I'm looking for a commercial grade ice melt spreader that has a thick hopper similar to Lesco grade but specifically for ice melt. I currently have the blue in color Earthway which is junk. They say its commercial grade but I found it to be very cheaply built. Any suggestion would be greatly appreciated.


----------



## Big Snow Balls (Aug 21, 2008)

I have tried the black salt dog it worked well, but fell apart after 1 season- it had adjustable deflectors
witch allowed you to adjust the with of spread for narrow side walks or wider areas. I also have several
Yellow Myer Hot Shot HD they have a plastic hopper witch keep cracking during friggid temps. I havent found the perfict spreader yet. My idea of a perfect spreader is all stainless steel- min 2 bag compacity and easy adjustible with spread . If any ones knows 1 like this let me know


----------



## Mark Oomkes (Dec 10, 2000)

http://www.trynexfactory.com/snowex_gear-sp-85.htm

Ain't cheap, but it's the first one I've had last more than 1 season without issues.


----------



## Big Snow Balls (Aug 21, 2008)

I use snow ex for bulk salters in my dump trucks they are great. As for there walk behind side walk salters Im not 100% satisfied with the way the side deflectors work- if you leave the deflectors on it only spreads about 4 ft wide thats great if you only do normal walks- if you take the deflector off it spreads about 10 ft wide, there is no in between.


----------



## Ne1 (Jan 15, 2007)

Big Snow Balls;819332 said:


> I have tried the black salt dog it worked well, but fell apart after 1 season- it had adjustable deflectors
> witch allowed you to adjust the with of spread for narrow side walks or wider areas. I also have several
> Yellow Myer Hot Shot HD they have a plastic hopper witch keep cracking during friggid temps. I havent found the perfict spreader yet. My idea of a perfect spreader is all stainless steel- min 2 bag compacity and easy adjustible with spread . If any ones knows 1 like this let me know


I had the same problem with the Earthway. First really cold outing and the hopper cracked in two. I called the company and they said they have never had one of there hopper's crack. They have to be the thinest plastic I have ever seen. Hard to believe that's there commercial line. I'm trying to find one of similar quality to Lesco fertilizer spreaders but for Ice melt. They have a really nice unit, thick plastic on there hopper but they get clogged alot.


----------



## cet (Oct 2, 2004)

If you are looking for a drop spreader there is nothing better then an Epoke. Reading the posts I guess you are looking for a broadcast spreader. I have used the Argifab with good sucess and used bulk material only.


----------



## snocrete (Feb 28, 2009)

Ne1;819164 said:


> I'm looking for a commercial grade ice melt spreader that has a thick hopper similar to Lesco grade but specifically for ice melt. I currently have the blue in color Earthway which is junk. They say its commercial grade but I found it to be very cheaply built. Any suggestion would be greatly appreciated.


\

I have one of the blue Earthway spreaders you are talking about, and it actually has held up quite well (knock on wood). It also is one of the few spreaders I've used that can spread fine & coarse really well. But I have seen more than one post mentioning bad luck with them.?.?....good luck with your search, cause I would like to find a few new spreaders to try this year also.



Mark Oomkes;819334 said:


> http://www.trynexfactory.com/snowex_gear-sp-85.htm
> 
> Ain't cheap, but it's the first one I've had last more than 1 season without issues.

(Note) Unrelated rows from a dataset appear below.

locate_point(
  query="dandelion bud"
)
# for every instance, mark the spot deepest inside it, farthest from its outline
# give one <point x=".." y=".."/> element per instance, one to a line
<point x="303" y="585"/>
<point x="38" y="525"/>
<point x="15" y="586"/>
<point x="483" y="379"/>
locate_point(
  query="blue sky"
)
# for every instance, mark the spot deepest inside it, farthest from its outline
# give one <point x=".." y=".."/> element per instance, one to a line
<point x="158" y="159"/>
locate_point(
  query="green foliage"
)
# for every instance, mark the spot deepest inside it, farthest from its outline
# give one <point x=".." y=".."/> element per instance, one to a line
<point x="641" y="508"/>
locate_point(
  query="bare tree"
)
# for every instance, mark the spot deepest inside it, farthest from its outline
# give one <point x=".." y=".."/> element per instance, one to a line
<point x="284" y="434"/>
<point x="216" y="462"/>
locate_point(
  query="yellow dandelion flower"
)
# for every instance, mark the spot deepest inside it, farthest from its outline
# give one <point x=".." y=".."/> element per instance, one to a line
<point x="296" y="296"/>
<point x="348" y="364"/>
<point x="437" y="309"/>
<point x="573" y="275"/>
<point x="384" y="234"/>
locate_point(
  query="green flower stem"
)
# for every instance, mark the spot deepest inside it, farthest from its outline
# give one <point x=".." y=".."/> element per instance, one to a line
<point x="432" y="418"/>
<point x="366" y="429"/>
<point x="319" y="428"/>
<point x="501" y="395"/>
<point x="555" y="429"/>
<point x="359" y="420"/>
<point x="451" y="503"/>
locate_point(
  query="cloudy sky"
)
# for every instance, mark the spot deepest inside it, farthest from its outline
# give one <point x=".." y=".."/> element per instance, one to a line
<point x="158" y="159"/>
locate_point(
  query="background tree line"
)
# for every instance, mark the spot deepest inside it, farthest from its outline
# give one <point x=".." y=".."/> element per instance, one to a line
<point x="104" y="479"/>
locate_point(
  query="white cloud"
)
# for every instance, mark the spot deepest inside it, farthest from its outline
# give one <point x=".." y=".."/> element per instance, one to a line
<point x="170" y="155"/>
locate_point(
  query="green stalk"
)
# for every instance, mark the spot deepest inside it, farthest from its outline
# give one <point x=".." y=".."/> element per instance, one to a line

How long have you been using these Mark?.....are you spreading both fine(blended ice melters) and bulk through them?....and how much are they?


----------



## Mark Oomkes (Dec 10, 2000)

snocrete;819693 said:


> How long have you been using these Mark?.....are you spreading both fine(blended ice melters) and bulk through them?....and how much are they?

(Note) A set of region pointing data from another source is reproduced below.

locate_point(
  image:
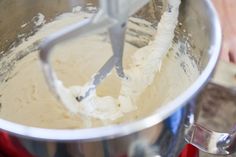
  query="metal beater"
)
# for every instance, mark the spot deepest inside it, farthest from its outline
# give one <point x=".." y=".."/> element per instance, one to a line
<point x="113" y="16"/>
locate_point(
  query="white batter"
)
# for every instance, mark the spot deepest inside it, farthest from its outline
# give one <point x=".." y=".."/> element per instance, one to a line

Over a season and half. Which is closer to 3 seasons when you take into account the amount of snow in that time frame.

We've spread both, I still prefer the coarser material as fine material will run through faster than necessary, so the operator has to watch it.

About $250 IIRC.


----------



## snocrete (Feb 28, 2009)

Thanks Mark, I'll be looking more into these.


----------



## wewille (Jan 20, 2009)

http://www.awdirect.com/walk-behind-spreader/website_exclusive/

Im trying one of these this year...


----------



## [email protected] (Jun 30, 2009)

wewille;820656 said:


> http://www.awdirect.com/walk-behind-spreader/website_exclusive/
> 
> Im trying one of these this year...


I will do the WB100B for $200 plus s/h


----------



## Mark Oomkes (Dec 10, 2000)

snocrete;820481 said:


> Thanks Mark, I'll be looking more into these.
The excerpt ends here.